J’ai décidé d’aller au supermarché un samedi pour voir Billa un
peu animé (Billa est une chaîne de grandes surfaces très connue ici). Beaucoup
de vieilles personnes font leurs courses en fonction des promotions du moment :
j’ai vu des gens acheter 7 ou 8 kg de pommes, dix paquets de café. Il y a un
peu de tout, des produits du coin et des produits importés. Ce que m’avait dit
Angela n’est pas tout à fait exact : non, les légumes ne viennent pas tous
de la campagne roumaine, loin de là. Angela a une vision un peu utopique
peut-être de l’agriculture locale. A l’écouter, il n’y aurait ici ni produits
chimiques, ni élevage intensif et les cultivateurs seraient en mesure de
nourrir toute la population du pays. J’apprendrai un peu plus tard que la
Roumanie importe tout de même beaucoup, même du lait de vache. La fin du
communisme a conduit à l’éclatement des terres et des troupeaux. Aujourd’hui,
les producteurs n’arrivent pas à valoriser leurs marchandises, à coordonner
leurs efforts, dans cette région qui est sans doute la plus pauvre de la
Roumanie.
*
Je rentre chez moi avec du poisson fumé, des brocolis, des
patates, des radis noirs (qui me rappellent si fort Amiens) et des pommes du
pays. J’achète aussi de quoi faire le ménage de fond en comble dans mon
appartement (c’est mon tour cette semaine).
À 17h, je vais dans un petit café aux accents japonais, Kiddo.
Voica et Eiko y présentent une cérémonie traditionnelle : le service du thé.
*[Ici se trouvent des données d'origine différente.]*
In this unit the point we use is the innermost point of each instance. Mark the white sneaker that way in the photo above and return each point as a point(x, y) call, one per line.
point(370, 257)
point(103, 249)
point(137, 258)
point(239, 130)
Voica est roumaine mais se passionne depuis longtemps pour le Japon : à
Iasi, elle est professeur de japonais. Je regrette de ne pas avoir pris mon
appareil photo, elles sont si belles toutes les deux. Voica porte un kimono
cyan avec une large ceinture (obi) rouge. Eiko, petite et menue, a un kimono
beaucoup plus sombre. Le thé est un régal.
*
Je rencontre Mihai (ce prénom est très courant en Roumanie) avec
qui j’ai déjà échangé quelques mails sur le site de couchsurfing. Nous voilà
embarqués pendant une heure dans une discussion qui mêle anglais, français et
roumain. Mihai est sacrément bavard, pose un tas de questions et m’explique bien
des choses sur son pays, carte en main. Il se moque gentiment parce que j’ai
attrapé l’accent moldave. Et me donne rendez-vous dimanche, pour une visite
guidée de la ville.
*
À 20h, je retrouve E. et deux garçons que je ne connais pas,
Jeremy et Yann, tous les deux professeurs stagiaires de FLE (Français Langue Étrangère)
dans des lycées roumains. Nous buvons du vin de Bucovine et je les écoute
parler de leur expérience à Iasi : E. est ici depuis un an et demi, les
garçons depuis quatre mois. Yann écrit un roman fantastique et semble connaître
sur le bout des doigts les films d’horreur américains et japonais. Jeremy partage
mon amour pour la marche, Wes Anderson et la Traviata. Mais tous font un bilan
plutôt négatif de leur installation à Iasi : ville pauvre, sale, sans
charme, sans chaleur, où l’histoire ne résonne pas dans les vieilles pierres.
C’est un défi pour moi de revenir en France dans six mois avec
une impression différente (défi que je relève avec plaisir).